The biggest thing I’ve learned from teaching a first year seminar is how freshman writing differs from upper class writing. Today I handed back the second formal paper my students have written and here is what I told them:
The biggest flaw I saw in your papers, from the best paper to the worst, is that you didn’t develop your ideas enough; you didn’t think more deeply about your topic. How does one bake bread? Answer: Mix and knead the ingredients, let the dough rise, bake and enjoy! How does one make wine? Answer: Crush the grapes, add yeast, let it age, drink and enjoy! Writing is like baking bread or making wine. After you start it, you need to put it aside to give it time to mature, rise, age.
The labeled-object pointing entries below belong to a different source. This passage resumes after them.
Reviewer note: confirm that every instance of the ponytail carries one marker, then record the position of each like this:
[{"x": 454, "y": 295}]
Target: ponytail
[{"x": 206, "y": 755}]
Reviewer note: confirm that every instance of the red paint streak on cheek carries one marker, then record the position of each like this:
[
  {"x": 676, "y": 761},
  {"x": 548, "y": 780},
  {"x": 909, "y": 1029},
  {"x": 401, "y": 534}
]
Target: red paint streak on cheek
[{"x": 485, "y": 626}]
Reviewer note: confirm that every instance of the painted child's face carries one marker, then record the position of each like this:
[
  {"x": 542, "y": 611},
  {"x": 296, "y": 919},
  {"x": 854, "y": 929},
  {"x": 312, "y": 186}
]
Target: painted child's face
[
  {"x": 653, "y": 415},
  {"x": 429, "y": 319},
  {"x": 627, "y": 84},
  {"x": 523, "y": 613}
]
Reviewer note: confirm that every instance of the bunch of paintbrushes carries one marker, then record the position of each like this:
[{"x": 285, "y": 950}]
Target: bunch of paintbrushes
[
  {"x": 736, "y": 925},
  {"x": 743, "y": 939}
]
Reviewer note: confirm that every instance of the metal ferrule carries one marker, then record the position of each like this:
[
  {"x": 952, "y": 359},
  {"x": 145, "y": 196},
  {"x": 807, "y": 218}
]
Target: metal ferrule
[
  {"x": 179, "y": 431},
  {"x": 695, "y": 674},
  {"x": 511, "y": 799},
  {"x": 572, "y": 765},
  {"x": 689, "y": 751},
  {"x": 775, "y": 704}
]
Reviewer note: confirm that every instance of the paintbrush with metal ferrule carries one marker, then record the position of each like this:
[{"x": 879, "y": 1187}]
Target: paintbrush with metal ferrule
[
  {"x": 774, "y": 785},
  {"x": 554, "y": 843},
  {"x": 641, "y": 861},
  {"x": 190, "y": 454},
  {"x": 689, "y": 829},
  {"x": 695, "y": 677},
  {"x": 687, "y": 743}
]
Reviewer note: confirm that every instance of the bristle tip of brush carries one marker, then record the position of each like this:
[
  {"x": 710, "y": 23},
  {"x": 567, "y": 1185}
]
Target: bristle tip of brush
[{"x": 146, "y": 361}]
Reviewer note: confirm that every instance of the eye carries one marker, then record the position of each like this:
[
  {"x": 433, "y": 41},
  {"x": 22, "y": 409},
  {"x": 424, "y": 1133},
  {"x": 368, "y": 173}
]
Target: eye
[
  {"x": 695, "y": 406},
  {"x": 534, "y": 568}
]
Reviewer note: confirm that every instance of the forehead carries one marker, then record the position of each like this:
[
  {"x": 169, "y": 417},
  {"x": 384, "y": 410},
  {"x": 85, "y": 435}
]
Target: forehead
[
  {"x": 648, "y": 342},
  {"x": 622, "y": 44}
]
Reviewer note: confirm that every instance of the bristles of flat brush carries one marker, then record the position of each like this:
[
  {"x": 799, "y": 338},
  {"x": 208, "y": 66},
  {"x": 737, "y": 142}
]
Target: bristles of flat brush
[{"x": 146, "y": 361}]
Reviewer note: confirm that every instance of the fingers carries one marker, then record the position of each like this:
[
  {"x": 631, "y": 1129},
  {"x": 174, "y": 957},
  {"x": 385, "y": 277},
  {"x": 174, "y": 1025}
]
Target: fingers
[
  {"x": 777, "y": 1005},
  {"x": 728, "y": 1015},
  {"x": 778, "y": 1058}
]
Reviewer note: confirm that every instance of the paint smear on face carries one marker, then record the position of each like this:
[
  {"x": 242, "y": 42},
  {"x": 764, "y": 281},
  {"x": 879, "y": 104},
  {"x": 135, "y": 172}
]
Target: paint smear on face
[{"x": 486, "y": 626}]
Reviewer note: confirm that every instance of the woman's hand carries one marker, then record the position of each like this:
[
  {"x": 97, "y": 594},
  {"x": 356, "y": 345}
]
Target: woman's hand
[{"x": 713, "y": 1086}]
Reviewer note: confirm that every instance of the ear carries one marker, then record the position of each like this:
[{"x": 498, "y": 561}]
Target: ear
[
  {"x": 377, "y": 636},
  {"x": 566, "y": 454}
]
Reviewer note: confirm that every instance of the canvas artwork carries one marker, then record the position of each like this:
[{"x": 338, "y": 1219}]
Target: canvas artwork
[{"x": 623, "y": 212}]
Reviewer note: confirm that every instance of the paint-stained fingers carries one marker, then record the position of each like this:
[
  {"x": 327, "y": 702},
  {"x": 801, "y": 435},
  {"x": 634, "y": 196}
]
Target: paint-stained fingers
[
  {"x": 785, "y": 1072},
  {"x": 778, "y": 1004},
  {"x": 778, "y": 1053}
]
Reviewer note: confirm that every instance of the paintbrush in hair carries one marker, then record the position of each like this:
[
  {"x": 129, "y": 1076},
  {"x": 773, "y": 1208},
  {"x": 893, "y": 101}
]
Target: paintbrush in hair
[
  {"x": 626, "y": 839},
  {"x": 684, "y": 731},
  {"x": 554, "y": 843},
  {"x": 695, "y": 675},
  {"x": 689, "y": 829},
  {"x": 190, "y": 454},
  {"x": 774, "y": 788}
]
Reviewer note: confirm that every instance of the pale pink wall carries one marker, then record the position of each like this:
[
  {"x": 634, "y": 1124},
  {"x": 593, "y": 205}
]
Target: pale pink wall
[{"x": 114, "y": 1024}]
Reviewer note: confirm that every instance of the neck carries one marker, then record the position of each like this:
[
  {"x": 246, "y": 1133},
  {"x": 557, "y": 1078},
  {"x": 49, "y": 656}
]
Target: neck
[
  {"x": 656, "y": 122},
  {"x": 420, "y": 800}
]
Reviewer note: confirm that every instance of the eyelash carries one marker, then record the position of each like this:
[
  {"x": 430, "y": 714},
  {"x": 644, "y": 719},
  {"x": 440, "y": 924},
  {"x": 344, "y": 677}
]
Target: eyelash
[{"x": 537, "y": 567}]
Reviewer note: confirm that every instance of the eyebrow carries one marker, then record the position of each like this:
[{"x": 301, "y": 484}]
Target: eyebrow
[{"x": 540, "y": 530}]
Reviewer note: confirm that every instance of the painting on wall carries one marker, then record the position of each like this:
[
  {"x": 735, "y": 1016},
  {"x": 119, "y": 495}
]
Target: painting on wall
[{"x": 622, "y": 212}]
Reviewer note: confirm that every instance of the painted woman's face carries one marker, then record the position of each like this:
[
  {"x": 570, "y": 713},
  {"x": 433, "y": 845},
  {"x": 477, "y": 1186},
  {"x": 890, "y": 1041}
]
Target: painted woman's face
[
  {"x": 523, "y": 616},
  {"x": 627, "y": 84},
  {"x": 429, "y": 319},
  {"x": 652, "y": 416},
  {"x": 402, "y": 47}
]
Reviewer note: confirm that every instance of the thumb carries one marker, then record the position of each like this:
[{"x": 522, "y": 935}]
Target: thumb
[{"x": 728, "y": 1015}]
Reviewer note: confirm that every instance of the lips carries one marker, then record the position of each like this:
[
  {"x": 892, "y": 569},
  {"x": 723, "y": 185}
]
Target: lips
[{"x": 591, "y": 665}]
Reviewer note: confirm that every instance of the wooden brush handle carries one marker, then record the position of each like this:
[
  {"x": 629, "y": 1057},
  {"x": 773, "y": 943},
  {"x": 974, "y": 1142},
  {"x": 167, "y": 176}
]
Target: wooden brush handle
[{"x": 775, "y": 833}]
First year writers tend to put their thoughts down and be done with it. That may be all they know. They don’t seem to understand that writing is a creative process; a writer doesn’t write what they already know; rather the process of writing/thinking creates new insights which the writer can discover through the composition process. Of course this takes patience, as well as planning so that one doesn’t wait until the night before the assignment is due to start.
If one doesn’t know that the process is productive, it may not make sense to wait before putting the paper to bed. We need to explain this to students as explicitly as we can, especially when we are teaching first year students. I certainly never learned this in high school or frankly, in college, so we shouldn’t expect first years to know this.